Maa Shakumbhari University
- Other names: Government Degree College, Punwarka ; Saharanpur State University;
- Type: State University
- Established: 1999 as Government Degree College, Punwarka ; 2022 as Maa Shakumbhari University;
- Chancellor: Governor of Uttar Pradesh
- Vice-Chancellor: Vimala Y.
- Location: Saharanpur 30°02′13″N 77°37′35″E﻿ / ﻿30.0370301°N 77.6262818°E
- Campus: Rural;
- Website: http://www.msuniversity.ac.in/

= Maa Shakumbhari University =

University in India

Maa Shakumbhari University is a state university in Saharanpur, Uttar Pradesh.

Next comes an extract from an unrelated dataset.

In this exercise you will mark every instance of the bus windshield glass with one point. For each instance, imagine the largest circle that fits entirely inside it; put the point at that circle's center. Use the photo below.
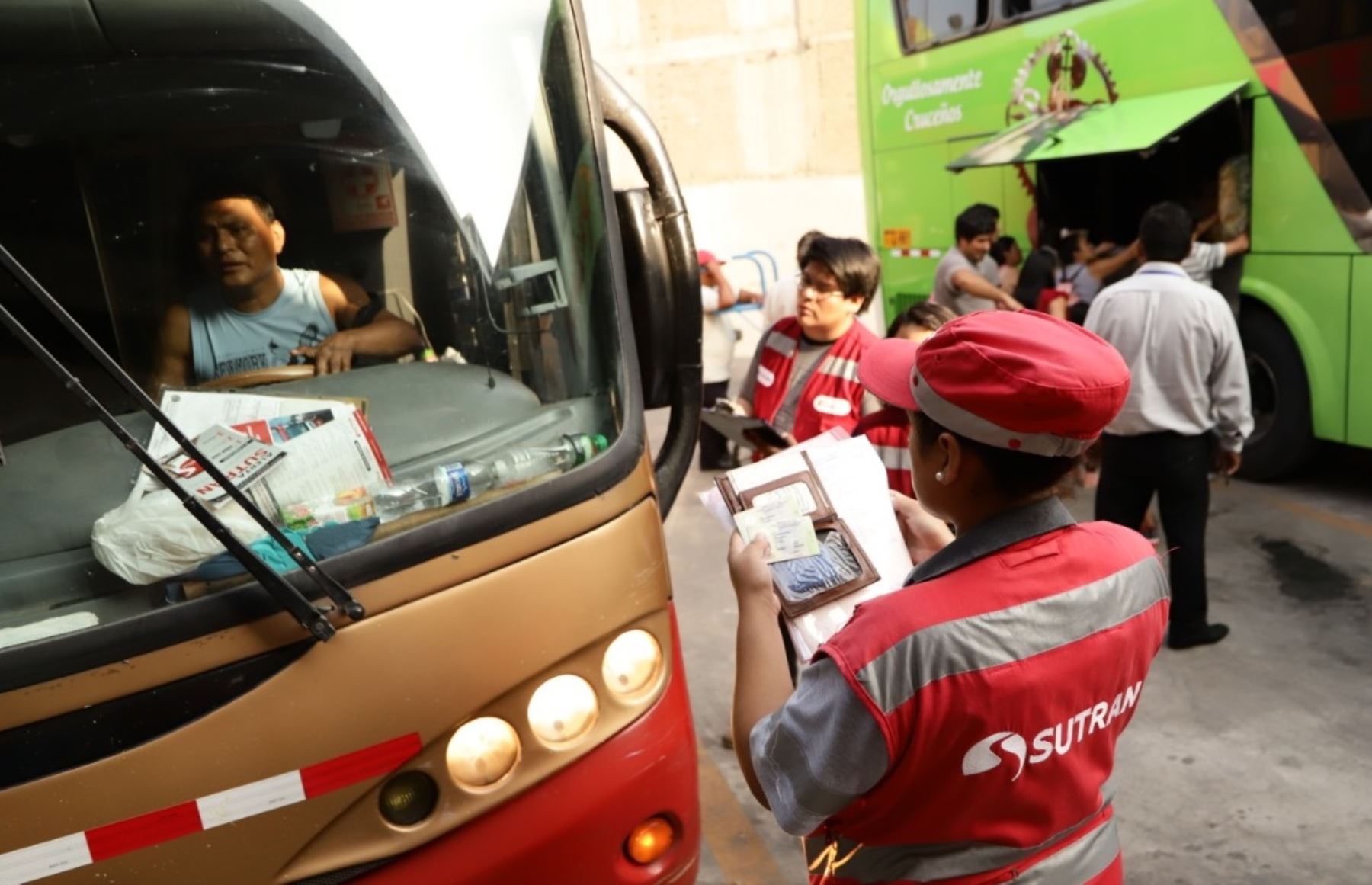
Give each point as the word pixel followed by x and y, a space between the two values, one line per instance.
pixel 364 268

Construction commenced by 2021 after the university was established under The Uttar Pradesh State Universities (Amendment) Act, 2019. It was originally called Saharanpur State University until it was renamed in August 2021(established by Uttar Pradesh Act no. 6 of 2019 and renamed by Uttar Pradesh Act no. 19 of 2021).

It was established by upgrading Government Degree College, Punwarka (established in 1999) and affiliate all government and private degree colleges in the districts of Muzaffarnagar, Saharanpur, Shamli which were affiliated with Chaudhary Charan Singh University.